Pérégrination vers le sud
Désormais accompagné du jeune Tristan, devenu l’apprenti de Caleb, et de sa mère au caractère bien trempé, le duo d’enquêteurs-ronin poursuit ses pérégrinations à travers l’île d’Onogoro. Avec en prime un nouveau compagnon sous la forme de Baka, un Kijimunā farceur et un peu bête, qui suit le groupe partout. L’humour caractéristique de la série est de retour dès les premières pages, avec des blagues qui parleront aussi bien aux jeunes lecteurs qu’à leurs parents. (Et s’il vous arrive d’avoir une chanson dans la tête à la lecture de certains passages, c’est normal !) Les Larmes du yôkaï parvient à maintenir ce subtil équilibre entre comique et tragédie, qui dédramatise les passages les plus sombres, sans pour autant décrédibiliser son propos.
Là où le premier tome mettait en avant le pouvoir corrompu et l’appât du gain, celui-ci surprend par sa manière d’aborder le féminisme et le vivre-ensemble, en retournant de nombreux clichés liés à ces sujets. Caleb, toujours le premier lorsqu’il s’agit de mettre les pieds dans le plat, nous régale avec ses réparties piquantes et ses expressions détournées. La dynamique qui se crée entre lui et Beryle n’est pas sans rappeler celle de Ryo Saeba et Kaori Makimura (Nicky Larson et Laura Marconi pour les amateurs du Club Dorothée), entre chamailleries et affection voilée. Tristan permet aussi de faire évoluer le personnage de Caleb en le plaçant dans un rôle de professeur. Derrière son air détaché, celui-ci ne manque pas d’encourager et de rassurer son jeune élève lorsqu’il doute de lui-même.
Action et émotion
Au dessin, on retrouve le style vif et expressif de Margo Renard et les couleurs éclatantes de Grelin. Les scènes d’actions oscillent avec brio entre cartoon et manga et l’usage du noir et blanc, associé aux souvenirs d’enfance de Caleb, apporte une touche de poésie à l’ensemble. L’univers japonisant est toujours aussi bien rendu, avec, cette fois-ci, un accent mis sur les ambiances rurales et forestières, là où le premier tome nous emmenait dans une Chidori animée.
Si l’on attend toujours avec impatience les scènes où l’on peut voir en action les fameuses larmes, ces lames magiques imprégnées de l’esprit d’un yôkaï, scénariste et dessinatrice nous régalent avec de nombreux combats aux chorégraphies dignes des meilleurs shonen.
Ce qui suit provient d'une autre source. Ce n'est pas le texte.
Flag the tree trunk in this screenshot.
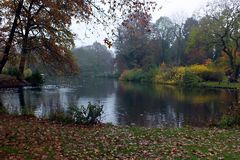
[18,52,26,80]
[0,0,24,74]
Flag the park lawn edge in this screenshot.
[0,115,240,159]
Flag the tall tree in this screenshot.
[193,0,240,79]
[115,12,159,69]
[0,0,156,75]
[155,17,174,63]
[0,0,24,73]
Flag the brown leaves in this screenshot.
[0,115,240,159]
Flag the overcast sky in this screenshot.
[71,0,208,47]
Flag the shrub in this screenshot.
[68,102,103,124]
[119,69,156,82]
[182,71,202,87]
[187,65,224,82]
[24,68,32,79]
[3,67,20,77]
[26,71,44,85]
[49,102,103,125]
[218,105,240,128]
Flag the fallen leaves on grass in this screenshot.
[0,115,240,160]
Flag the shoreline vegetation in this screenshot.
[0,114,240,159]
[119,65,240,89]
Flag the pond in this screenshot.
[0,77,238,127]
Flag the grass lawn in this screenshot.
[0,115,240,160]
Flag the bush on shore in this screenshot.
[120,65,224,86]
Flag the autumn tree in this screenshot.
[0,0,24,73]
[195,0,240,79]
[0,0,156,77]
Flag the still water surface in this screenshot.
[0,77,237,127]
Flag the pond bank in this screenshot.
[0,74,30,88]
[0,115,240,159]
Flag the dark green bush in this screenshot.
[50,102,103,124]
[182,71,202,87]
[26,71,44,85]
[218,105,240,128]
[68,102,103,124]
[3,67,20,77]
[199,70,224,82]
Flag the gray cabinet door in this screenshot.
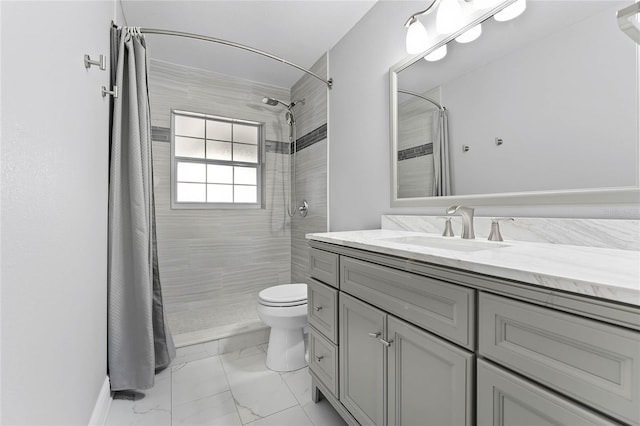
[477,360,617,426]
[387,316,474,426]
[339,293,387,425]
[478,293,640,425]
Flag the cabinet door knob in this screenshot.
[380,339,393,347]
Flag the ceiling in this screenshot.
[118,0,376,88]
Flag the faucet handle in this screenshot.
[438,216,455,237]
[489,217,515,241]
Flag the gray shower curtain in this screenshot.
[433,109,452,196]
[107,27,175,391]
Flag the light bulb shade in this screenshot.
[424,44,447,62]
[493,0,527,22]
[407,18,429,55]
[436,0,462,34]
[456,24,482,43]
[472,0,502,9]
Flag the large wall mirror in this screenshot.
[390,0,640,206]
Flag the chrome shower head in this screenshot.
[262,97,288,106]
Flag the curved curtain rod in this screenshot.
[138,27,333,89]
[398,89,446,111]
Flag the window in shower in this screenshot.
[171,110,264,209]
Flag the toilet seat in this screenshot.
[258,283,307,307]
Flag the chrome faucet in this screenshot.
[447,206,476,240]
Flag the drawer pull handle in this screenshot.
[380,339,393,347]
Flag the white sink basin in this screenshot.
[380,235,509,251]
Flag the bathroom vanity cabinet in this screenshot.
[308,240,640,426]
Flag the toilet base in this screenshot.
[267,327,307,372]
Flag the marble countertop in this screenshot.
[307,229,640,306]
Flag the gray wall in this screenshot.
[150,61,291,340]
[291,55,328,282]
[329,1,640,231]
[0,1,115,425]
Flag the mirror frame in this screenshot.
[389,0,640,207]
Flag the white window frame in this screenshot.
[170,110,265,209]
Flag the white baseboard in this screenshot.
[89,376,113,426]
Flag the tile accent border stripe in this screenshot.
[398,142,433,161]
[151,126,171,142]
[151,123,328,154]
[297,123,327,151]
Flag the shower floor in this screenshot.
[167,303,266,347]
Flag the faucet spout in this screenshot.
[447,206,476,240]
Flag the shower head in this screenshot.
[262,97,305,110]
[262,97,289,107]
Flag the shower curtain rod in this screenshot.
[398,89,446,111]
[139,27,333,89]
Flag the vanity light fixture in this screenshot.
[493,0,527,22]
[404,0,474,55]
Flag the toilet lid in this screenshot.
[258,284,307,306]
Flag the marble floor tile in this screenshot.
[282,367,311,405]
[302,399,347,426]
[172,356,229,405]
[171,340,219,366]
[247,405,314,426]
[106,345,346,426]
[223,351,298,423]
[172,391,242,426]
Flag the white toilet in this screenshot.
[258,284,307,371]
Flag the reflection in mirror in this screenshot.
[392,0,638,206]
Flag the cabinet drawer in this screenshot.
[309,327,339,399]
[479,293,640,424]
[477,360,617,426]
[309,248,338,288]
[307,278,338,344]
[340,256,475,350]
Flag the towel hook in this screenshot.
[84,54,107,71]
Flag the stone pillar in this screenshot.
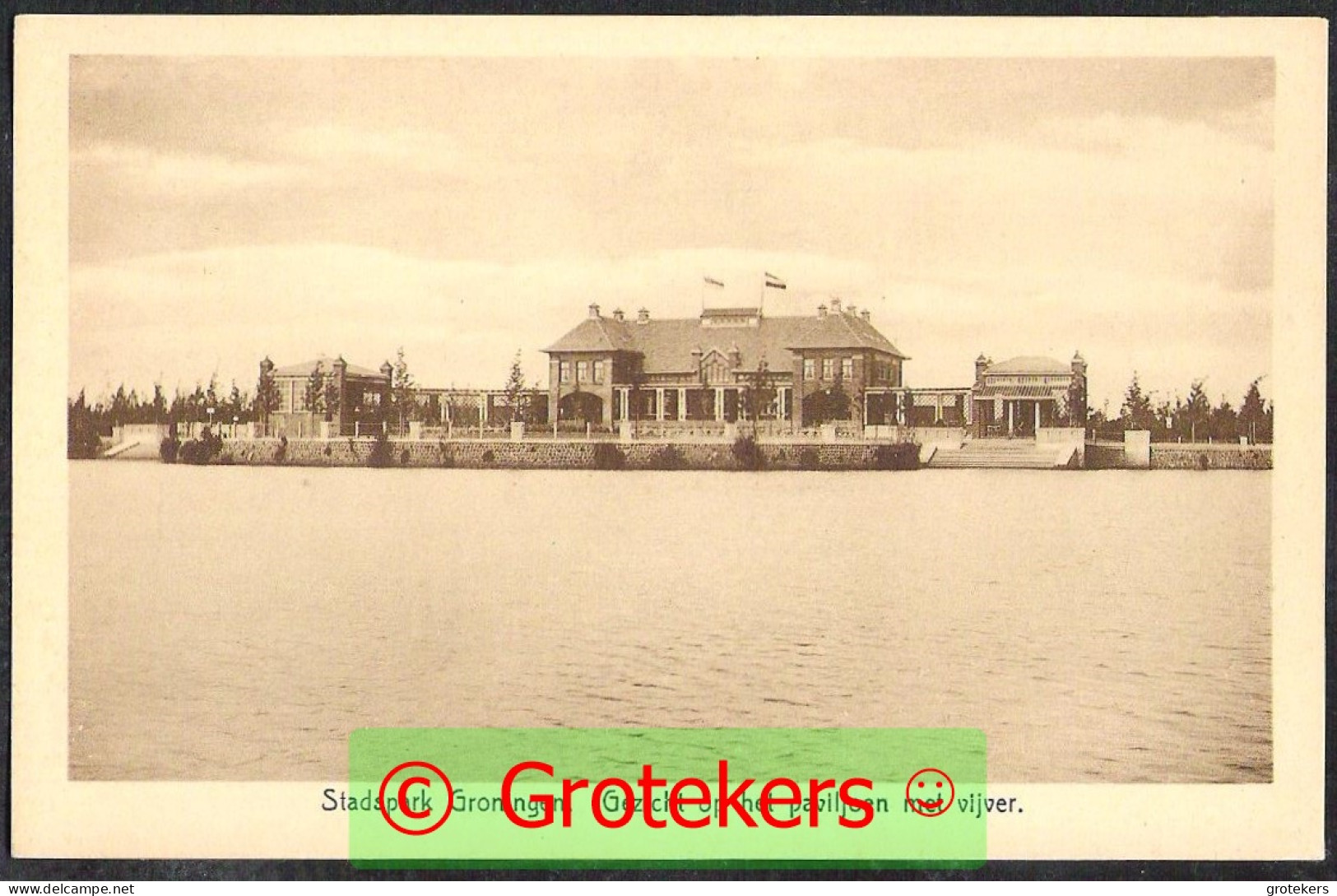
[1123,429,1151,470]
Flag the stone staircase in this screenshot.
[928,439,1076,470]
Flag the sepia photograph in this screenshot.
[7,12,1324,871]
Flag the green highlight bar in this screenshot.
[348,727,987,868]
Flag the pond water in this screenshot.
[70,462,1271,782]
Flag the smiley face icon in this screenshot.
[905,769,956,819]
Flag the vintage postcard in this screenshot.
[12,16,1328,862]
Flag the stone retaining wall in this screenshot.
[216,439,920,470]
[1086,441,1271,470]
[1151,441,1271,470]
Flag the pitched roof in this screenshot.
[543,317,644,351]
[973,385,1063,398]
[984,355,1072,376]
[544,309,907,373]
[274,355,385,377]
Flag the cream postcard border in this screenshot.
[12,16,1328,860]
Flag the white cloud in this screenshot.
[70,236,1270,402]
[70,142,304,199]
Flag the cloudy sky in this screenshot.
[70,56,1274,409]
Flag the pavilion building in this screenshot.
[259,355,393,439]
[544,298,908,429]
[969,351,1087,437]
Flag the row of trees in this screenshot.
[1089,372,1273,444]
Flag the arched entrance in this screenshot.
[558,392,603,424]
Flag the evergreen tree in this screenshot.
[1239,377,1271,443]
[1119,370,1155,429]
[501,349,530,423]
[1178,380,1211,441]
[391,345,417,434]
[1210,396,1239,441]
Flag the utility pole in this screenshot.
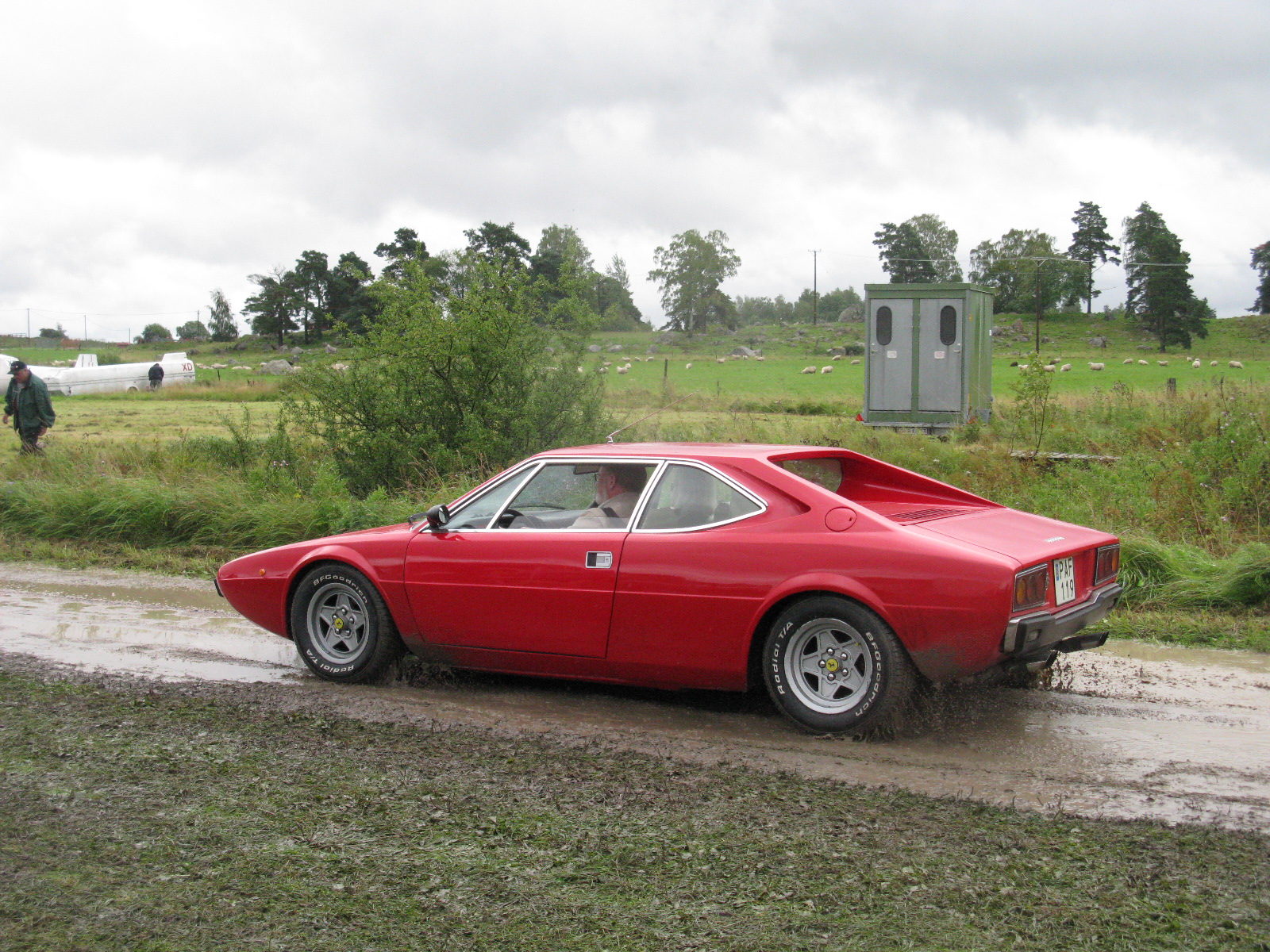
[808,248,821,328]
[1035,259,1041,358]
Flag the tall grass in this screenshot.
[0,386,1270,611]
[0,424,465,550]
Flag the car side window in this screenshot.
[639,463,760,529]
[781,457,842,493]
[446,472,525,532]
[494,461,654,529]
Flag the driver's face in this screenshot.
[595,468,618,503]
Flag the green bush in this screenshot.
[284,262,612,495]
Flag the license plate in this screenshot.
[1054,559,1076,605]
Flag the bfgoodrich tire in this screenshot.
[291,563,404,684]
[764,595,917,735]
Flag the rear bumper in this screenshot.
[1001,585,1124,660]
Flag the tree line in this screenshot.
[874,202,1270,351]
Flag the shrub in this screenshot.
[284,262,612,495]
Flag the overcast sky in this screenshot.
[0,0,1270,339]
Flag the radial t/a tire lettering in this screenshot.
[291,562,404,684]
[762,595,917,735]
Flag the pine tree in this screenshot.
[207,288,237,343]
[1249,241,1270,313]
[1124,202,1214,351]
[1067,202,1120,313]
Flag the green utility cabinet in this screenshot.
[860,284,995,433]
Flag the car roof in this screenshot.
[537,443,853,461]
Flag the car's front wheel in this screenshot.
[764,595,917,735]
[291,563,404,684]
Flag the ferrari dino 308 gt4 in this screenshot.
[217,443,1122,734]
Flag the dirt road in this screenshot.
[0,563,1270,830]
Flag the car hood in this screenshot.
[913,509,1116,566]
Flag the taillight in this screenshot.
[1094,544,1120,585]
[1014,562,1049,612]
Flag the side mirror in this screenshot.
[423,504,449,532]
[406,505,449,532]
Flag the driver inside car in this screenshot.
[573,463,648,529]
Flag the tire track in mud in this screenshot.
[0,565,1270,831]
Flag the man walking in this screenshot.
[4,360,57,455]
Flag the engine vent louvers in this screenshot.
[887,506,976,522]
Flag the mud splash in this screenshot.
[0,565,1270,830]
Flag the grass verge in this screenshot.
[0,674,1270,952]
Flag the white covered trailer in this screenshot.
[0,351,194,396]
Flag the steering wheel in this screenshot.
[498,509,546,529]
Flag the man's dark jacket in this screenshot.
[4,373,57,430]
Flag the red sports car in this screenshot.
[217,443,1122,734]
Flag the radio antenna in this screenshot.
[605,390,701,443]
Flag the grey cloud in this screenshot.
[772,0,1270,163]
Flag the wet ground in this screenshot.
[0,563,1270,830]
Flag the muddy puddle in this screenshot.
[0,565,1270,831]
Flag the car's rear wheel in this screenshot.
[764,595,917,735]
[291,563,404,683]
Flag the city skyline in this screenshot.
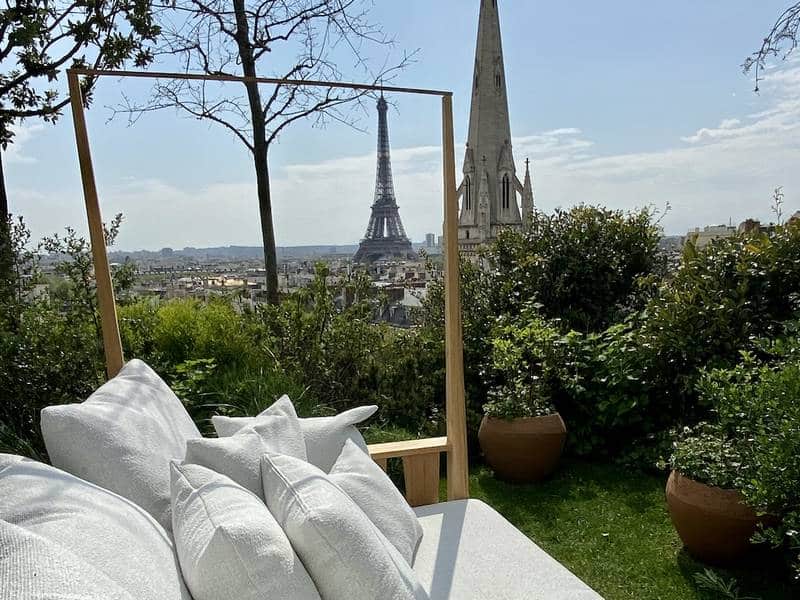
[5,0,800,250]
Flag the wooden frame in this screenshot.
[67,69,469,505]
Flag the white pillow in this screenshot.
[0,454,191,600]
[261,454,428,600]
[172,463,320,600]
[211,396,378,473]
[0,520,136,600]
[185,407,306,498]
[42,360,200,529]
[300,406,378,473]
[329,440,422,565]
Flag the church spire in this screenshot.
[522,158,533,228]
[459,0,523,251]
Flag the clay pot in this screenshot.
[478,413,567,483]
[667,471,760,564]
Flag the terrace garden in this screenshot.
[0,206,800,599]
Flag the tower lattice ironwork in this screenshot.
[353,94,416,262]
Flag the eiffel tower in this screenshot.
[353,93,417,263]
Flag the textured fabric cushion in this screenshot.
[172,463,319,600]
[414,500,602,600]
[330,440,422,564]
[0,454,191,600]
[0,520,136,600]
[261,454,428,600]
[185,406,306,498]
[42,360,200,529]
[211,396,378,473]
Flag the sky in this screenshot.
[4,0,800,250]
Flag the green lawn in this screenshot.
[470,461,800,600]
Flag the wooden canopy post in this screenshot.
[67,69,469,505]
[67,71,125,378]
[442,94,469,500]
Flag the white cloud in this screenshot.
[11,63,800,249]
[3,122,45,164]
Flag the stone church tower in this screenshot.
[458,0,533,253]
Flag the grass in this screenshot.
[470,461,800,600]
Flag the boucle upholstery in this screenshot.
[0,519,136,600]
[41,360,200,530]
[0,454,191,600]
[414,500,602,600]
[261,454,428,600]
[211,396,378,473]
[329,440,422,564]
[172,463,320,600]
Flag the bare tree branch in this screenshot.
[115,0,413,302]
[742,2,800,92]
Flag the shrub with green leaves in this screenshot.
[672,354,800,576]
[483,305,560,420]
[642,223,800,416]
[484,204,665,332]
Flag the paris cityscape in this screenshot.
[0,0,800,600]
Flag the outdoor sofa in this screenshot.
[0,360,600,600]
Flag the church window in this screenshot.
[500,173,511,210]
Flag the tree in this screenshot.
[742,2,800,92]
[0,0,159,294]
[122,0,410,304]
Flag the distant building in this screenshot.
[686,225,736,250]
[738,219,776,234]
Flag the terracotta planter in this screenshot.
[667,471,760,563]
[478,413,567,483]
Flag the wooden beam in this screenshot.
[67,72,124,378]
[403,454,439,506]
[442,96,469,500]
[369,437,449,461]
[67,69,453,96]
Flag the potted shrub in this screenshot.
[667,427,760,563]
[478,381,567,483]
[667,356,800,575]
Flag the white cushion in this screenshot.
[185,406,306,498]
[211,396,378,473]
[330,440,422,564]
[0,520,136,600]
[300,406,378,473]
[414,500,602,600]
[42,360,200,529]
[0,454,191,600]
[261,454,428,600]
[172,463,319,600]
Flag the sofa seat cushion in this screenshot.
[0,454,191,600]
[414,500,602,600]
[211,395,378,473]
[0,519,136,600]
[41,360,200,530]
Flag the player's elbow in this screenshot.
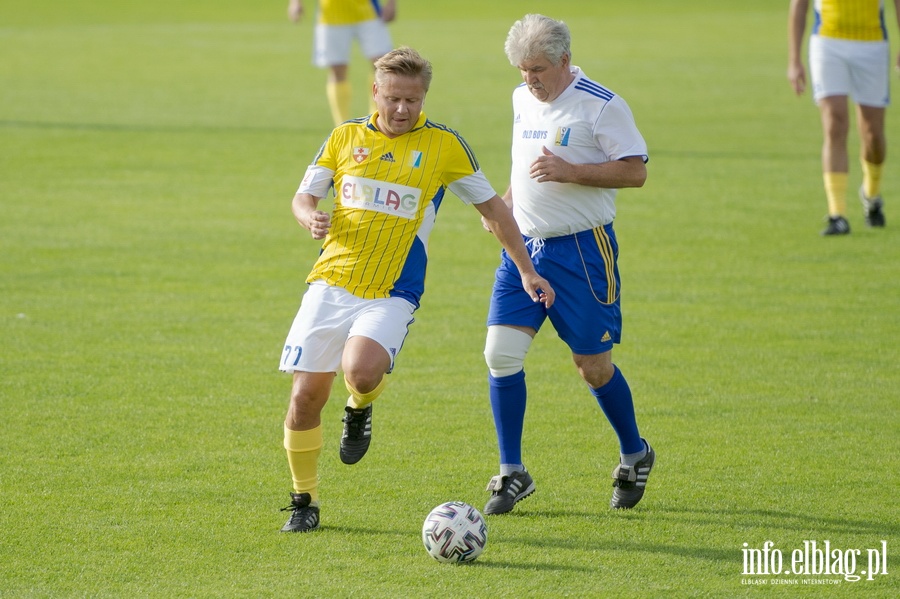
[630,162,647,187]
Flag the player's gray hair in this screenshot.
[504,14,572,67]
[375,46,431,92]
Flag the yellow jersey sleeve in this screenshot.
[307,113,479,305]
[813,0,887,41]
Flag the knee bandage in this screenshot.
[484,326,532,378]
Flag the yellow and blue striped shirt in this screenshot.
[298,113,486,306]
[318,0,381,25]
[813,0,887,42]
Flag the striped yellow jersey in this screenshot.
[318,0,381,25]
[813,0,887,42]
[299,113,486,306]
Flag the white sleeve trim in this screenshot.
[449,169,497,204]
[297,164,334,198]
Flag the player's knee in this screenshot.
[484,326,532,378]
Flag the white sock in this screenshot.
[500,464,525,476]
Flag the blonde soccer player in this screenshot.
[280,48,555,532]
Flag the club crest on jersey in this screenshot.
[556,127,572,146]
[353,146,371,164]
[339,175,422,219]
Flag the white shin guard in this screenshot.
[484,325,532,378]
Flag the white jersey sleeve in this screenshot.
[449,170,497,204]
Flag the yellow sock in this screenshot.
[325,81,351,126]
[369,73,378,114]
[284,425,322,504]
[824,173,847,216]
[860,159,884,200]
[344,375,387,410]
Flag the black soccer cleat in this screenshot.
[609,439,656,510]
[341,404,372,464]
[859,187,884,227]
[281,493,319,532]
[484,470,534,516]
[822,216,850,236]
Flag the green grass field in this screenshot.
[0,0,900,599]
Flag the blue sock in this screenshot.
[591,365,645,454]
[488,370,527,464]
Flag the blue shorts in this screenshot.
[487,224,622,355]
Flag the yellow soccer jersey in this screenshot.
[813,0,887,42]
[319,0,381,25]
[299,113,486,306]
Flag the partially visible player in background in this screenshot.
[484,14,656,514]
[280,48,554,532]
[288,0,397,125]
[787,0,900,235]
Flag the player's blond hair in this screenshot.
[504,14,572,67]
[375,46,431,92]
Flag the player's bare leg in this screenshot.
[819,96,850,235]
[572,351,656,509]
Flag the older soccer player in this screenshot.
[484,14,655,514]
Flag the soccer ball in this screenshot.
[422,501,487,563]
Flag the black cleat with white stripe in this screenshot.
[484,470,534,515]
[609,439,656,510]
[341,404,372,464]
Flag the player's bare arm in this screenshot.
[475,196,556,308]
[291,193,331,239]
[530,147,647,189]
[787,0,808,96]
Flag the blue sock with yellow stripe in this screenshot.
[488,370,527,464]
[591,365,645,454]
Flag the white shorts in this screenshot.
[313,19,394,69]
[809,35,891,108]
[278,282,416,372]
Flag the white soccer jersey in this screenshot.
[510,66,647,238]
Toujours aussi bien rythmé, l’album se conclut sur des scènes particulièrement émouvantes, qui sont venues apporter une grande nuance aux personnages tout en démontrant que l’on peut être à la fois drôle et profond.
Ce second tome (sur les quatre qui devraient composer la série complète) des Larmes de yôkaï confirme ce que nous disions déjà l’an dernier sur son prédécesseur : cette série est clairement la meilleure bande dessinée de la rentrée littéraire. L’humour s’adapte aussi bien aux petits qu’aux grands et les adultes auront le plaisir d’y retrouver des références cultes de leur enfance. Caleb, Beryle, Tristan, Doglass et toi aussi, Baka, nous avons hâte de vous retrouver l’an prochain dans le tome 3 !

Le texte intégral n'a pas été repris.